Fatta questa premessa, veniamo alle osservazioni specifiche.

  1. Per le ragioni indicate in precedenza, un R2 basso nel modello con gli effetti fissi di corso e ateneo non è preoccupante, anzi va nella direzione auspicata (a condizione naturalmente che gli effetti fissi siano significativi).
  2. Una correlazione di 0,55 fra voti e crediti formativi (nell’ambito di una cross section) non mi pare affatto bassa: tanto più che Tassinari se l’aspettava negativa (ma, anche qui, bisogna fare attenzione a precisare se si intendono correlazioni conditioned o unconditioned).
  3. Mentre, a partire dal lavoro di Angrist e Lavy (1999)[1], vi è un’importante letteratura sull’effetto della dimensione della classe sugli apprendimenti degli studenti, l’impatto dello school size è stato in effetti meno indagato dagli economisti (ma non dagli psicologi dell’educazione). L’ipotesi di Tassinari sull’esistenza di una scala ottimale è suggestiva (anche se non intacca l’obiettivo di Eduscopio.it per i motivi che abbiamo detto): l’evidenza preliminare per le scuole secondarie è che la scala ottima sia compresa fra 600 e 900 allievi, con forti diseconomie oltre i 1.000 (si vedano Lee e Smith (1997) [2] e Leithwood e Jantzi (2009)[3]).
  4. Tassinari attribuisce molta importanza alla questione dell’effetto classe, che, se capisco bene, include sia l’effetto pari (si impara dai compagni oltre che dai docenti, ma si veda Angrist (2014) per una voce critica[4] e Sacerdote (2011) per una rassegna[5]) sia l’attribuzione dei docenti alle classi da parte del dirigente scolastico. Come scrivevo prima, sia i criteri di aggregazione degli alunni in classi sia l’abbinamento fra classi e docenti rientrano nelle prerogative della scuola: pertanto, è giusto che esse non vengano factored out nell’analisi ma che il singolo istituto risponda delle sue scelte, in base all’indice FGA.

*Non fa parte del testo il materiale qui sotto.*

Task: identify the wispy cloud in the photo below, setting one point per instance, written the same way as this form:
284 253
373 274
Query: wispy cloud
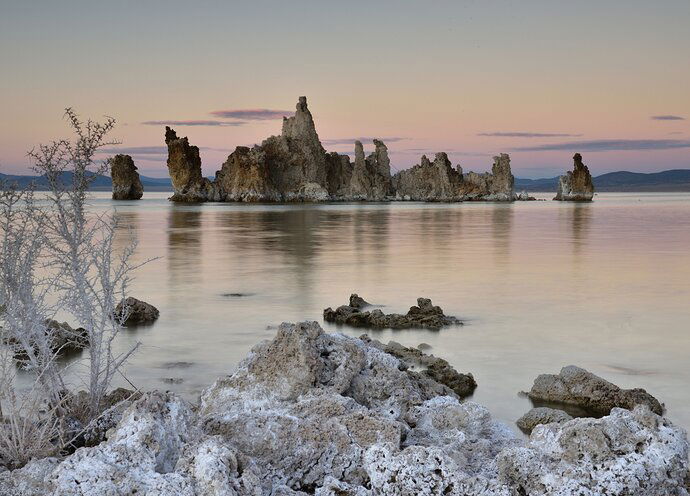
607 145
667 118
528 135
351 141
194 123
251 114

Per concludere (e non volendo proseguire all’infinito un dibattito che rischia di essere rilevante solo per gli addetti ai lavori): i quesiti di ricerca che pone Tassinari sono d’interesse; tuttavia, Eduscopio non è lo strumento adatto per rispondervi: il suo obiettivo è unicamente quello di dare conto alle famiglie dei risultati delle scuole.

Riferimenti bibliografici

[1] Angrist, J. and Lavy, V. (1999) ‘Using Maimonides’ Rule To Estimate the Effect of Class Size on Scholastic Achievement’ The Quarterly Journal of Economics, 114 (2): 533-575

[2] Lee, V. E., & Smith, J. B. (1997). High School Size: Which Works Best and for Whom? Educational Evaluation and Policy Analysis, 19(3), 205-227.

[3] Leithwood, K., & Jantzi, D. (2009). A Review of Empirical Evidence About School Size Effects: A Policy Perspective. Review of Educational Research, 79(1), 464-490.

[4] Joshua Angrist, The Perils of Peer Effects, NBER Working Paper No. 19774, December 2013, Revised January 2014

[5] Sacedote, B. (2011) ‘Peer Effects in Education: How Might They Work, How Big Are They and How Much Do We KnowThus Far?’ in Handbook of Economics of Education vol. 3 (eds) Hanushek, E., Machin, S. and Woessmann, L. Amsterdam: North-Holland


Giorgio Tassinari, Università di Bologna.

Ammetto di essere deluso, molto deluso. Dal dott. Gavosto mi aspettavo qualcosa di più fantasioso e allo stesso tempo più plausibile; invero il richiamo al clima natalizio che renderebbe tutti più buoni può risultare convincente solo per i bambini che hanno meno di otto anni e che credono ancora a Babbo Natale. Prendo quindi atto che il dott. Gavosto non vuole (oppure non può, non tiene gana, come direbbe Camilleri, oppure… honny soit qui mal y pense) affrontare la disputa in campo aperto. Preferisce rimanere arroccato nella sua fortezza savoiarda, a cui però l’assedio è sempre più stretto. Segnalo infatti a lui e soprattutto ai lettori di Roars che  nell’ultimo numero del Menabò di Etica ed Economia il prof. Michele Raitano ha pubblicato un breve saggio su Eduscopio, anche questo assai critico.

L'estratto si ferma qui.